Jose Mourinho patrzył na nas w skupieniu, gdy siedzieliśmy na krzesłach przy jego biurku. Spoglądał raz na mnie, raz na Sergio. Z trudem utrzymywałam powagę. Jestem pewna, że moje oczy błyszczały zupełnie jak blondyna. Też ledwo się trzymał.
-Dyrektorka szkoły jest zdziwiona, że dziewczyna, której ponoć bardzo zależało na tej szkole, ucieka z zajęć – przemówił w końcu. – Ja też jestem zdumiony, że chłopak, który bardzo chce grać, ucieka z masażu, który jest niezwykle ważny dla mięśni.
-Sorry trenerze – spoważniał Sergio. Widać bardzo mu zależy na graniu.
-Tak, jest mu bardzo przykro – pokiwałam głową. Jose spojrzał na mnie.
-A tobie nie? – Uniósł jedną brew.
-Oczywiście, że nie. To w końcu mnie się nudziło i namówiłam go do ucieczki. – Skłamałam. – Widzi pan… – Zamyśliłam się. – Doceniam sportowców, ale sama nie chce nim być. Mieszkam z Ikerem, ale to… – Wskazałam na swoją realową torbę. – To jak dla mnie przesada. Nie mam ulubionego klubu, tylko ukochany kraj. A szkoła? Iker ją wybrał, a nie ja. Sama poszłabym na coś językowego, a tak? Muszę w niej tkwić kilka tygodni i patrzeć jak te laski sapią i się pocą. Nic ciekawego. Dziękuję, że pan się za mną wstawił, ale nie byłabym zrozpaczona jakbym się tam nie dostała.

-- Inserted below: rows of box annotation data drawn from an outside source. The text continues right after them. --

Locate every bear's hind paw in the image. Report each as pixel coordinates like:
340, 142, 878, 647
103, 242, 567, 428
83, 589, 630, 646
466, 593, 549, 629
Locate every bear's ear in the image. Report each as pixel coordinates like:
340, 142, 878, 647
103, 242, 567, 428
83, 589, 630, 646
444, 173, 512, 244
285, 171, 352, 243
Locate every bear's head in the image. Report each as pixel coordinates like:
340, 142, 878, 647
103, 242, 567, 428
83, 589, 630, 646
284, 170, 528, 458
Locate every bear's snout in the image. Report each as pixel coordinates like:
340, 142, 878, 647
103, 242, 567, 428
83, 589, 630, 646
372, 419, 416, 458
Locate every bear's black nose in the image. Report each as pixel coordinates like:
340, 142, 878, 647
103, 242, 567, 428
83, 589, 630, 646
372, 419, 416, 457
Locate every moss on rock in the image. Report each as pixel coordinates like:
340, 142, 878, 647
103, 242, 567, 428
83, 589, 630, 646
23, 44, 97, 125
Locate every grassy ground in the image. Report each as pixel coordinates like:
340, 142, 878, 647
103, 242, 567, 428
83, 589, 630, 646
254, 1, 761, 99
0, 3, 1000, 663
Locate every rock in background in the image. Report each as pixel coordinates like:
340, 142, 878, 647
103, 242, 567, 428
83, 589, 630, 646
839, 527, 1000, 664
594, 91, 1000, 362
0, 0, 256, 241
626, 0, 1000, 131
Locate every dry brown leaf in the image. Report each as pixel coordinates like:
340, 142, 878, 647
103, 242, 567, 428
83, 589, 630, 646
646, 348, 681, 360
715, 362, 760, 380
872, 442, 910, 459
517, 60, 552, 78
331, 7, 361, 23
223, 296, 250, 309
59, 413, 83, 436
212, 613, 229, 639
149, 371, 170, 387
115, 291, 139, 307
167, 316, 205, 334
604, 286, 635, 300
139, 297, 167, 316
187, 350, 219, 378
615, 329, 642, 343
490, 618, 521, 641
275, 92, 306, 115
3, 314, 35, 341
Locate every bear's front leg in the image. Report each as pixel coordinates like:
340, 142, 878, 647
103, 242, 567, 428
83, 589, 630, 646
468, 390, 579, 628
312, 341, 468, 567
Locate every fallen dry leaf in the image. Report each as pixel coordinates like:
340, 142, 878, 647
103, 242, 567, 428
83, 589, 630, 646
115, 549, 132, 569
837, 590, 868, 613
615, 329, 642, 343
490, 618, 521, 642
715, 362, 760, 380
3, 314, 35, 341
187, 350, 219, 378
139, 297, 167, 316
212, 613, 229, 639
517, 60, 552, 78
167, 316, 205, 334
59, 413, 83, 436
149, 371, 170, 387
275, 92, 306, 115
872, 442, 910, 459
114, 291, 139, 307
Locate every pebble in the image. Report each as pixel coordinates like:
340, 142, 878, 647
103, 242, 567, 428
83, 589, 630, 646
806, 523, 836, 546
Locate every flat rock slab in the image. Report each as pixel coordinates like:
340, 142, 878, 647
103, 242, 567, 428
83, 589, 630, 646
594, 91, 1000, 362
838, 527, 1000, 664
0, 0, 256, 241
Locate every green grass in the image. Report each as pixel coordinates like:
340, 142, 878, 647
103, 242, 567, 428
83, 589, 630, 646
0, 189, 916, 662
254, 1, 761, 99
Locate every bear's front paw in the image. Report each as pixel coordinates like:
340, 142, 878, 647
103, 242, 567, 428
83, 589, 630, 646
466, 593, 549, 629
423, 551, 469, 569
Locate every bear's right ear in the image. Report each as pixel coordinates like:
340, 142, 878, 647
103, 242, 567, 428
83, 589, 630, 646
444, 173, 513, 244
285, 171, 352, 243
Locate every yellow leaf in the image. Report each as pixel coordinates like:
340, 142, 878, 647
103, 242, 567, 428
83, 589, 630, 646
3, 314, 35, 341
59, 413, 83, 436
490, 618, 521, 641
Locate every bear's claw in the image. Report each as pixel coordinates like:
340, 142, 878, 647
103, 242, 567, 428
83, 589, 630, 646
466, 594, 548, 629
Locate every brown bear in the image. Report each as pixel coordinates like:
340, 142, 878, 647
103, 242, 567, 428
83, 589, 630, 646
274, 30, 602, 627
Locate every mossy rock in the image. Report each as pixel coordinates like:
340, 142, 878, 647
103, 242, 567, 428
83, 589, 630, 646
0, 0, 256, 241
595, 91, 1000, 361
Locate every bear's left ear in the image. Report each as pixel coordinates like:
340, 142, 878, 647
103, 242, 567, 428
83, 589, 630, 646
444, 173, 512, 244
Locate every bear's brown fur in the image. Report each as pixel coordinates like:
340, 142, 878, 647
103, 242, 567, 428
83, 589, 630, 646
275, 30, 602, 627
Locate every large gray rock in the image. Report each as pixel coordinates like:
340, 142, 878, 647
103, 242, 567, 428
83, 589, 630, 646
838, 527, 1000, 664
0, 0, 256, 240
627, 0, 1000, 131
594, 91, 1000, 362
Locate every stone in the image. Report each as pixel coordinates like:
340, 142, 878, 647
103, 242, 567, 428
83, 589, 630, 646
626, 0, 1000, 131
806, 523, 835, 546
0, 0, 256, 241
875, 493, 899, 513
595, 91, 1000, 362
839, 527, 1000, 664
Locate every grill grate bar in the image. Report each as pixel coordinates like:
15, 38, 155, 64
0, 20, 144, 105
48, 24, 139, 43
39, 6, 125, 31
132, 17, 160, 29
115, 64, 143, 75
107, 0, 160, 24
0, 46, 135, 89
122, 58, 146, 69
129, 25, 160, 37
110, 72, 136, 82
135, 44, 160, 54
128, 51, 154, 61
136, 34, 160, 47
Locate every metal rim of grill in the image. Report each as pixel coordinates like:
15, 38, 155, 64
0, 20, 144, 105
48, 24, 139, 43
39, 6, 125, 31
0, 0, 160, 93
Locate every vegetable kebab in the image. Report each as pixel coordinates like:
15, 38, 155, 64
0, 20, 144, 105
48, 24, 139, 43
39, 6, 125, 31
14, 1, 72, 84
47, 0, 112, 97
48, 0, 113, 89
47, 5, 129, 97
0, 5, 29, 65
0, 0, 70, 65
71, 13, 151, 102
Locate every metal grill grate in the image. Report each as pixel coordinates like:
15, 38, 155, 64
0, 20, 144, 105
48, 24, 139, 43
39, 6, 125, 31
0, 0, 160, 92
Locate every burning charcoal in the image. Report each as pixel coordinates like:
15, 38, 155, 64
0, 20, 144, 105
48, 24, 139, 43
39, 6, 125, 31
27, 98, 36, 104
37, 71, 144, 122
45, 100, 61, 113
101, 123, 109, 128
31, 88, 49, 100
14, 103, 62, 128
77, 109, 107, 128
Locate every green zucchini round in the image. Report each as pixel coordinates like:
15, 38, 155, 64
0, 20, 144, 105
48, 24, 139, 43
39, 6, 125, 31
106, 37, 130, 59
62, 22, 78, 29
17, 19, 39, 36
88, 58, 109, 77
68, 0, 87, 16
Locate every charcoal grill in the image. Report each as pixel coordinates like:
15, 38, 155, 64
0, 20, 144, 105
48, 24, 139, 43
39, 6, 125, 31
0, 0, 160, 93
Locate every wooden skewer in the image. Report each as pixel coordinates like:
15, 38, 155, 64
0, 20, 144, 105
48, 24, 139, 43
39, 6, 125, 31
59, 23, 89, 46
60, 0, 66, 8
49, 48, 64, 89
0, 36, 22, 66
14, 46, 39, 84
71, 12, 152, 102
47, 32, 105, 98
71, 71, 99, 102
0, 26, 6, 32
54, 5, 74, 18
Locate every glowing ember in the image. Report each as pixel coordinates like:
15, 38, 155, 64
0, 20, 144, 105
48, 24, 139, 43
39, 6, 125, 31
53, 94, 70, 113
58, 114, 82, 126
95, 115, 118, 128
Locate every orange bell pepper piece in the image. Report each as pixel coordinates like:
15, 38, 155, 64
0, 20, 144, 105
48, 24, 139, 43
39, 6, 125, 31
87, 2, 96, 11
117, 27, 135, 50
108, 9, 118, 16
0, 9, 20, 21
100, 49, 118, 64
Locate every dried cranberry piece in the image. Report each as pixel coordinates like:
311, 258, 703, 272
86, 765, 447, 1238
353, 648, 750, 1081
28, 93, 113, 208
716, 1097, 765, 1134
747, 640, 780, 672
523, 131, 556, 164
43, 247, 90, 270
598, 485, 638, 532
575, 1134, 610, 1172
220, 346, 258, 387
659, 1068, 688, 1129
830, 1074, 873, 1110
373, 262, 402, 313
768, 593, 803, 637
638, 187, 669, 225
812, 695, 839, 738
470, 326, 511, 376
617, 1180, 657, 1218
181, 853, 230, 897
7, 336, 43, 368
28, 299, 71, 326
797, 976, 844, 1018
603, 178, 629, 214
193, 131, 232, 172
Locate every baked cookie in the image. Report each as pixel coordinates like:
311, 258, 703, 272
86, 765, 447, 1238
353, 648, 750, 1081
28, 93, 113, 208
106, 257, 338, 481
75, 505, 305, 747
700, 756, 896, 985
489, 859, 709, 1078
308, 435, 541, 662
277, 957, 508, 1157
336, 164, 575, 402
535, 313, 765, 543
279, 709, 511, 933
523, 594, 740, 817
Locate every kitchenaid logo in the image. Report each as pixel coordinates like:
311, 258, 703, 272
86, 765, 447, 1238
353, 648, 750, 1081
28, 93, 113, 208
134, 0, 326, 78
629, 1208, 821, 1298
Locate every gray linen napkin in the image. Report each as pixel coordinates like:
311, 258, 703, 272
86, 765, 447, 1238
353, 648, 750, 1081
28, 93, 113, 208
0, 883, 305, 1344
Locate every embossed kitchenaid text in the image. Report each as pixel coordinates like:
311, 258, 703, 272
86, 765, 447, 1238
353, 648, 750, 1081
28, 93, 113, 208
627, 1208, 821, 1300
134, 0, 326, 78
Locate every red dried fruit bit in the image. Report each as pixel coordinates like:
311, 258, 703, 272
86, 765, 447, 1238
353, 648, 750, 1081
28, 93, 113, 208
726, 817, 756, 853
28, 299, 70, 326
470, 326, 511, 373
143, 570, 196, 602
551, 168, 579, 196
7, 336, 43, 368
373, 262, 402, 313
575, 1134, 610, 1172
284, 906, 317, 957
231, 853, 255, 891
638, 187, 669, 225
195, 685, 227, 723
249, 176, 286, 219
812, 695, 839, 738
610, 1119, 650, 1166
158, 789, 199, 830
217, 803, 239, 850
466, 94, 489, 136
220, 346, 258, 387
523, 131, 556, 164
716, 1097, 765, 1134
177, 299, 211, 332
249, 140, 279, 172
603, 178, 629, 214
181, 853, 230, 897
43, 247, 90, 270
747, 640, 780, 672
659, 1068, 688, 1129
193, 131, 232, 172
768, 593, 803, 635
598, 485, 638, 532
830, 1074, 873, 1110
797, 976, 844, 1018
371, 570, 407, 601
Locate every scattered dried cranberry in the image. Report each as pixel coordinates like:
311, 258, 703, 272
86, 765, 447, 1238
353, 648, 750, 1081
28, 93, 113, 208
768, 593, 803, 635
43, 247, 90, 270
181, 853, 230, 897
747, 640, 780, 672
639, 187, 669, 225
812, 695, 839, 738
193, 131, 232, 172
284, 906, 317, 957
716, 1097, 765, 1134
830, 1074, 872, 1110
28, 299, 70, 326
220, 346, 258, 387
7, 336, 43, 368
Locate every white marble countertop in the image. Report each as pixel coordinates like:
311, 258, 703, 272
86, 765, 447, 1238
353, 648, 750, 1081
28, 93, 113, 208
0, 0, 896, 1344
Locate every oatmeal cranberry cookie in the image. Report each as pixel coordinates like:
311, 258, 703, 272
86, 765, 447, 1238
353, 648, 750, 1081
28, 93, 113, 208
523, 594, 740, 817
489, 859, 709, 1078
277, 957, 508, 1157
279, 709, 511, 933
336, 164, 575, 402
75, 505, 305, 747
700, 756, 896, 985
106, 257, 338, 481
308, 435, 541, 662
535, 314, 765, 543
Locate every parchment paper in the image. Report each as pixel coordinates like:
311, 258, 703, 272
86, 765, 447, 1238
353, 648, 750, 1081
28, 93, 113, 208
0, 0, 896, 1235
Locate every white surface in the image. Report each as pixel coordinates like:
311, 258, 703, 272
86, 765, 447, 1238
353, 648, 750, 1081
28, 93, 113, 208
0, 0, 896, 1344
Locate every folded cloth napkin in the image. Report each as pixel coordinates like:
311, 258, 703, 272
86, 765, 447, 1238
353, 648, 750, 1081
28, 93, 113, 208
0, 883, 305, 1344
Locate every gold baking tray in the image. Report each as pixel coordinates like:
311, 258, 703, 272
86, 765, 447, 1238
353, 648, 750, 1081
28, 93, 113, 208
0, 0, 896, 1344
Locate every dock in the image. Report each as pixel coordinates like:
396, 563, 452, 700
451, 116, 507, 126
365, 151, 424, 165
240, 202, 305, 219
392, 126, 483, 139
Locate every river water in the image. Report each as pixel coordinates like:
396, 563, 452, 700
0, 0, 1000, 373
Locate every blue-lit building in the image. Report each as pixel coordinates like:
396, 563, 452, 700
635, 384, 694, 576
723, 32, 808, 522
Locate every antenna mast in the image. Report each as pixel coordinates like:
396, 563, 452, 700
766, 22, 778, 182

-Ana… – Westchnął. – Trzeba coś poradzić na to, że nie chcesz chodzić do sportowej szkoły – podrapał się po brodzie.
-Widzi pan, problem polega na tym, że Iker chce, a ja Ikera bardzo szanuje i nie chce mu się sprzeciwiać. Tu jest pies pogrzebany – jęknęłam.
-Pogadam z dyrektorką. Coś się na pewno zaradzi. A teraz sio! – Wskazał nam drzwi. Wstaliśmy i szybko wyszliśmy.
-Jakieś propozycje? – Sergio wziął ode mnie torbę i przewiesił ją sobie przez ramie.
-Żadnych. Marzę o walnięciu się na kanapę i nic nie robieniu. Jedziemy do Ikera? – Uśmiechnęłam się.
-Nie, bo jestem ustawiony z Cristiną – pokręcił głową. – Jednak będę dobrą duszą. Zapraszam, ja panią zawiozę – zaśmiał się.
-To ty masz duszę? – Zdziwiłam się niepomiernie.
-Ana… – Syknął przez zęby.
-Wprawiaj się, wprawiaj, bo może będziesz mnie woził całe wakacje – puściłam mu oczko i zignorowałam jego mordercze spojrzenie.
-Może? Coś straciłaś wiarę w Barcelonę.
-Mou to wielki człowiek – mruknęłam. Tak wielki, że bez problemu może doprowadzić swoją drużynę do zwycięstwa.
-Wiem – szepnął mi do ucha. – Mój trener – roześmiał się radośnie. Widząc jego uradowaną minę i ja wybuchłam śmiechem.